Medication can mask the symptoms, but as long as those beliefs still exist, SA will find a way rear its ugly head.
The beliefs themselves are just a symptom of SA. People do not talk of a cure because the main catalyst of SA is a lump of matter that we can only influence to a certain degree.
With social anxiety, it's EASY to play the victim. It's easy to pity ourselves. It's easy to blame past experiences, genetics, our family, our friends, and so on. It's easy to say that things are hopeless. It's easy to give up.
Things are not hopeless. People achieve a lot while still having an anxiety disorder. There are also some things that can probably help to manage the disorder.

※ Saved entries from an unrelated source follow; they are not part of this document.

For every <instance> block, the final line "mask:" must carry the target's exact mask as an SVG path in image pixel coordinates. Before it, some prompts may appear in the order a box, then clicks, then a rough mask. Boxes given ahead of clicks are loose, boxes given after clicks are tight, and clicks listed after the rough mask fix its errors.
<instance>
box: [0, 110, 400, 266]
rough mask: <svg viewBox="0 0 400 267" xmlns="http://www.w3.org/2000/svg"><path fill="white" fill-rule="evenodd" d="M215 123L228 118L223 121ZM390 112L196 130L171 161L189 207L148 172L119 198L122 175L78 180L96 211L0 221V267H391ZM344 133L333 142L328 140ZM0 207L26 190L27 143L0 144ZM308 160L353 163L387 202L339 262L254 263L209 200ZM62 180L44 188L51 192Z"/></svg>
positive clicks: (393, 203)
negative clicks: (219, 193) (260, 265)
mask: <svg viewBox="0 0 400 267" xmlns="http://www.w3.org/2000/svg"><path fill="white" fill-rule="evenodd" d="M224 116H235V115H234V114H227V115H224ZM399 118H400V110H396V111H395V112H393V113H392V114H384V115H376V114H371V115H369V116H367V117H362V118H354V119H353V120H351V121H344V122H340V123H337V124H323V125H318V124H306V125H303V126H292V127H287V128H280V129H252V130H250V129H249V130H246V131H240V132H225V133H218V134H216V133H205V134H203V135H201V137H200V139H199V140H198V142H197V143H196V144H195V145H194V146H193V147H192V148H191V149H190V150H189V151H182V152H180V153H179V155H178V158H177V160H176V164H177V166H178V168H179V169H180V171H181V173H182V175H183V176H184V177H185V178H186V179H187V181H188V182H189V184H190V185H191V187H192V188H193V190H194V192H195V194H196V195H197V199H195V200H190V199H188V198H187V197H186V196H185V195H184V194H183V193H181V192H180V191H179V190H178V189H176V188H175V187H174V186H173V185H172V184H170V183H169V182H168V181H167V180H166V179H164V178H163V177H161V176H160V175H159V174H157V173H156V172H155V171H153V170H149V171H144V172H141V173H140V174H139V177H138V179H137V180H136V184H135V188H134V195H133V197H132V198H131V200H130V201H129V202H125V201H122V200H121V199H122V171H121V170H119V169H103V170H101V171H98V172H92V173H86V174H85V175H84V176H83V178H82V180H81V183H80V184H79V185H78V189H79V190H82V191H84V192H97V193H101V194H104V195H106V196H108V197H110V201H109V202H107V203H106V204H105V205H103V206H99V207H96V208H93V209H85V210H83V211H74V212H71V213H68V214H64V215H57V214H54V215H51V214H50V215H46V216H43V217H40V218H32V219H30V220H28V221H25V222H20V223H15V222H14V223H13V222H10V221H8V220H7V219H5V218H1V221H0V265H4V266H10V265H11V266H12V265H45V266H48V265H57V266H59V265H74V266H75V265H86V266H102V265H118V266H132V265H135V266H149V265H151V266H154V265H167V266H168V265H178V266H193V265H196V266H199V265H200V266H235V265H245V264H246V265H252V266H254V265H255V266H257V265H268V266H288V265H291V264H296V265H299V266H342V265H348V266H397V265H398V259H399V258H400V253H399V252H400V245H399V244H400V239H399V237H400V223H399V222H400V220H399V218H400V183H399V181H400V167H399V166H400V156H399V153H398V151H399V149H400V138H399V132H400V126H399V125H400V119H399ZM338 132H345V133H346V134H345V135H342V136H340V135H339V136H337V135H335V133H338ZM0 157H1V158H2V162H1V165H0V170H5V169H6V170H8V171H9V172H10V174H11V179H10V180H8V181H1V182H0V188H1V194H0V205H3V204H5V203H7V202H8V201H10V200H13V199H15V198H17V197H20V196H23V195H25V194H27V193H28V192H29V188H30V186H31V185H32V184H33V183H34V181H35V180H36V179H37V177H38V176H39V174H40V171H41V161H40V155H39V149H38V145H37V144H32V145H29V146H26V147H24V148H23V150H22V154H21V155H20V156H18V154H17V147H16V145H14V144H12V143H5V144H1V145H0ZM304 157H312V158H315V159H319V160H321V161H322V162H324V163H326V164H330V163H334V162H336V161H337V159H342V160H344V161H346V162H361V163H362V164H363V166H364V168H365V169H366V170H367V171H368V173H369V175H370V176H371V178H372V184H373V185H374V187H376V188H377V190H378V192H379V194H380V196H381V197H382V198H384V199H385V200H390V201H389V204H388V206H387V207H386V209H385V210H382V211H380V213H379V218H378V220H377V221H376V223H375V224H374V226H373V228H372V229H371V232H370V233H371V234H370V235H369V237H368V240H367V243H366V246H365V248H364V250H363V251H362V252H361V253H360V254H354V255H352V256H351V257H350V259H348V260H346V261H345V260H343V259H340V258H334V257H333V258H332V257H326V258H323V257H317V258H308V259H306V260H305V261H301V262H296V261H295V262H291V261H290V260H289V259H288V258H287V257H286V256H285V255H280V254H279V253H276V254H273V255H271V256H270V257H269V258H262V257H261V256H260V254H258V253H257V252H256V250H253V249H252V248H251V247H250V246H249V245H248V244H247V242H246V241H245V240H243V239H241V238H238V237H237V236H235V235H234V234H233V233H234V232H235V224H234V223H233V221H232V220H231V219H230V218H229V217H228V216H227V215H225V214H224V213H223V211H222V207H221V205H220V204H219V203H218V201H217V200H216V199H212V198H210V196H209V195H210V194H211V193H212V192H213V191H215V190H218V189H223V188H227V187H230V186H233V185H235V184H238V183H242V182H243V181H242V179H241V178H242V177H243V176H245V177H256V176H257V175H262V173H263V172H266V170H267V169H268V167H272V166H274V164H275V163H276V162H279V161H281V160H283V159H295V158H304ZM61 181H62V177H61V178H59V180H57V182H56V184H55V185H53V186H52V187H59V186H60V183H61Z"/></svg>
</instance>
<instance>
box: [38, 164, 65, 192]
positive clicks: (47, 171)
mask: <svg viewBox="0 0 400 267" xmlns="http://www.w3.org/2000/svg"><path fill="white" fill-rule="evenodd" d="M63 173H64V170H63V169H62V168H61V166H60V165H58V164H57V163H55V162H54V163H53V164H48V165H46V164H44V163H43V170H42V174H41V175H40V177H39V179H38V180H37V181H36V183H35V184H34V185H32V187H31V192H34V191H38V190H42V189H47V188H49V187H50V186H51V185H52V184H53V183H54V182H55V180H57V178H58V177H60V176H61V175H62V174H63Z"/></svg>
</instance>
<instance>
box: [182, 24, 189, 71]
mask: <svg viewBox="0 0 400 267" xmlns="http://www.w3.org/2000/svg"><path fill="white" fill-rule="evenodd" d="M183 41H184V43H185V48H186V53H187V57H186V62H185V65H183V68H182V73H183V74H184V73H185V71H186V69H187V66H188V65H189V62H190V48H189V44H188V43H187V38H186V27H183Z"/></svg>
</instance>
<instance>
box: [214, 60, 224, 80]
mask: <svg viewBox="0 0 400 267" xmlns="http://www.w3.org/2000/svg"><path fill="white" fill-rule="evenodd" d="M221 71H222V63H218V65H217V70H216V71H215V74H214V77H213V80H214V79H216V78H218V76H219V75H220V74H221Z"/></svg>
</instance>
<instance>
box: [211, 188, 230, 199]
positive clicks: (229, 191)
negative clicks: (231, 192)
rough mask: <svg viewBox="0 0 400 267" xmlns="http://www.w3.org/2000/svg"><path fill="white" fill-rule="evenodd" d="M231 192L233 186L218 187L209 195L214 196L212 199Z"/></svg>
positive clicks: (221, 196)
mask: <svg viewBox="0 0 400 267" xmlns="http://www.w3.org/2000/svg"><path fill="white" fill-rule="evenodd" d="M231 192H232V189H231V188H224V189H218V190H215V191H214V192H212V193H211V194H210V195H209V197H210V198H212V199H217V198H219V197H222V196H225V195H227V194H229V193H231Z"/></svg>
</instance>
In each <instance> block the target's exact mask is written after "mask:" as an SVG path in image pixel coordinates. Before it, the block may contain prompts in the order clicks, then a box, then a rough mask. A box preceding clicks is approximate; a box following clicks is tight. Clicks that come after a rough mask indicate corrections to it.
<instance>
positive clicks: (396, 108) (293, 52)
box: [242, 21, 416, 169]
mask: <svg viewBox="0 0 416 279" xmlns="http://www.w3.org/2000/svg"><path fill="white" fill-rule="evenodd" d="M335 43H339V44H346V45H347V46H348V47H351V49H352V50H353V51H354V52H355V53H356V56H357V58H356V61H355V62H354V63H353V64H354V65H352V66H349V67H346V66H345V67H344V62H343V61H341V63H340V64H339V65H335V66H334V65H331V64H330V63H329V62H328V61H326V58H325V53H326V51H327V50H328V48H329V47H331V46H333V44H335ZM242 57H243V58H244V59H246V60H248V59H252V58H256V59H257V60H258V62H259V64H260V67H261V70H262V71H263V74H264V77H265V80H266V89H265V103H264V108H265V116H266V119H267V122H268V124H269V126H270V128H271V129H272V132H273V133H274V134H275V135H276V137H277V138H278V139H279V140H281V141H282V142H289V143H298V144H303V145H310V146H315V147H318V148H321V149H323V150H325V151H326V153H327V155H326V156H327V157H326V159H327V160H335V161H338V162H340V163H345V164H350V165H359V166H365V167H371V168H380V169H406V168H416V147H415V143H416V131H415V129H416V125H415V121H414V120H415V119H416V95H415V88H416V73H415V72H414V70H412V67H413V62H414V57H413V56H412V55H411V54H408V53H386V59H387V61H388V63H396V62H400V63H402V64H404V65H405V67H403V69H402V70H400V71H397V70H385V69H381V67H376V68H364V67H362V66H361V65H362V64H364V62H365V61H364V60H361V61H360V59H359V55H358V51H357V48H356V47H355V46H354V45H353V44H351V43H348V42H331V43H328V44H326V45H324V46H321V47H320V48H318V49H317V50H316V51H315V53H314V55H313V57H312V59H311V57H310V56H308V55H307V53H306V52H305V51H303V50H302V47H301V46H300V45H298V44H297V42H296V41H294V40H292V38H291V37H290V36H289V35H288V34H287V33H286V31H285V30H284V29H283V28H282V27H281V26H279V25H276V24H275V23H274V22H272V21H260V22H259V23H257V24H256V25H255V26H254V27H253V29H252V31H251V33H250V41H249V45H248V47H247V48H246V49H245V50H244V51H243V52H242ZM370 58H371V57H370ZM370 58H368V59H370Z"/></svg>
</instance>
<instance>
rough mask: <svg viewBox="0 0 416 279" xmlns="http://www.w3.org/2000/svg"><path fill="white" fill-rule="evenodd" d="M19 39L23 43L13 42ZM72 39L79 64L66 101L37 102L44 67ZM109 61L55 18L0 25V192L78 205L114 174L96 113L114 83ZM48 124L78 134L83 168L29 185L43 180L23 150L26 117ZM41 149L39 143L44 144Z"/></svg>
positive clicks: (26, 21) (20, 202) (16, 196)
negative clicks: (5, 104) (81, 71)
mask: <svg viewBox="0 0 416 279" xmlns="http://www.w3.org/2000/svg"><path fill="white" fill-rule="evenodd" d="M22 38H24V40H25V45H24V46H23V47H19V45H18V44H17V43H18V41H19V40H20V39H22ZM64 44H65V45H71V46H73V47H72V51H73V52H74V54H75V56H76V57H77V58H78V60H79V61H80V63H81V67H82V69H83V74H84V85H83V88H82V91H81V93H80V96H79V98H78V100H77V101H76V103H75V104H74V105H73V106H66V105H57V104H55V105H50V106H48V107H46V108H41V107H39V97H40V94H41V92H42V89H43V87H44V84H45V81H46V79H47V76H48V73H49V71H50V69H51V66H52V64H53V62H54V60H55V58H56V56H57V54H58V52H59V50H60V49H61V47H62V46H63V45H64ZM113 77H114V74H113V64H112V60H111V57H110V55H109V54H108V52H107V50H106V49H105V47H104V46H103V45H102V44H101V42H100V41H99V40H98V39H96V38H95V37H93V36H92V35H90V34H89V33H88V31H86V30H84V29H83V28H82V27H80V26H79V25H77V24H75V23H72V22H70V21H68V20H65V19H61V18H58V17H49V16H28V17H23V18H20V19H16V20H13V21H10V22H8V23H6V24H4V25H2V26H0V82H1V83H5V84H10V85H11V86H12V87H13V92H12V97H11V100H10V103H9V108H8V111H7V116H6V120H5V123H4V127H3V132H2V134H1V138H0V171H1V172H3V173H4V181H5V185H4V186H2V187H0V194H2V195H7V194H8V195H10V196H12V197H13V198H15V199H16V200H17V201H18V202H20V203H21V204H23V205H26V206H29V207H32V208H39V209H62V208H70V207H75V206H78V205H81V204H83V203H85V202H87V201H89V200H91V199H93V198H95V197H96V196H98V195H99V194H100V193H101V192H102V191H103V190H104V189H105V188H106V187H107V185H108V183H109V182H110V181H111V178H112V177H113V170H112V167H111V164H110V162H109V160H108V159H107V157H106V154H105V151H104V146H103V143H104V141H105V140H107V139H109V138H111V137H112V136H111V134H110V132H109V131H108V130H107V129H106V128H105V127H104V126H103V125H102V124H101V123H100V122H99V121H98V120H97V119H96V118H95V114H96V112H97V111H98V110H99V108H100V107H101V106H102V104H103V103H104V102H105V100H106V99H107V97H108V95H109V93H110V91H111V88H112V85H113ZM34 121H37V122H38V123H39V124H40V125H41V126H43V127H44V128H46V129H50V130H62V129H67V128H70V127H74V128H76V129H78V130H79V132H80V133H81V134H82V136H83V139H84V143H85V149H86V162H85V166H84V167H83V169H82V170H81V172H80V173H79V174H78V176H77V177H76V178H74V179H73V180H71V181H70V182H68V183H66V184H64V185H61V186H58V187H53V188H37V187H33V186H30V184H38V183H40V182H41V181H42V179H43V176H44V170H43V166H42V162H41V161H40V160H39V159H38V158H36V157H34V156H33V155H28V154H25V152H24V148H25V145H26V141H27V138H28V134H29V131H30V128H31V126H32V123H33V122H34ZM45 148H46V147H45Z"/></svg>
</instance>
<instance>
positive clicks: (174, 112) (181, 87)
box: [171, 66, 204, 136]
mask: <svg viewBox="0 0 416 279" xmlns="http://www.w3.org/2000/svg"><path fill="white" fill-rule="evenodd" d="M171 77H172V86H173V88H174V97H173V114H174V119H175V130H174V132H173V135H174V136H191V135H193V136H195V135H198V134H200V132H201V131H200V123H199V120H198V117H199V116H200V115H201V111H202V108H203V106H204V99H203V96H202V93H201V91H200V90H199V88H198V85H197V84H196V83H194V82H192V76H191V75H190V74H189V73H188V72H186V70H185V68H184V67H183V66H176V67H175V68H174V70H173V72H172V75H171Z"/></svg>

CBT can be a huge help, but in the end, only we can change our own beliefs. We can train ourselves to recognize when we're thinking negatively/irrationally. As soon as we catch ourselves, we can focus on something else: our breathing, a song, a positive thought, anything except that negative thought. We can get better at this and start noticing negative thoughts immediately and cutting them off. The better we get, those negative thoughts will start happening less and less.
From past experience, all this has resulted in is that I have become a neurotic basketcase that is focused on the internal workings of my brain and body when that is the last thing I want to do.
By the way, what you are suggesting is just a form of avoidance. Avoidance is in itself is a major aspect of anxiety disorders and is what helps the anxiety disorder to persist. If you are in a social situation and are focused on a positive thought or some kind of neurotic internalisation, you are in fact just avoiding the situation while still being there. I think this is what triggered my OCD. You see, with OCD, you go into a situation (eg a social situation) and your brain starts to distract you with something and you start to reorganise the position of book or whatever instead of focusing on the conversation. So when I was getting this kind of therapy, I would go into the social situation and start thinking of positive thoughts and repeating them over and over again as my brain started to notice that the distraction decreased the anxiety. This is called negative reinforcement.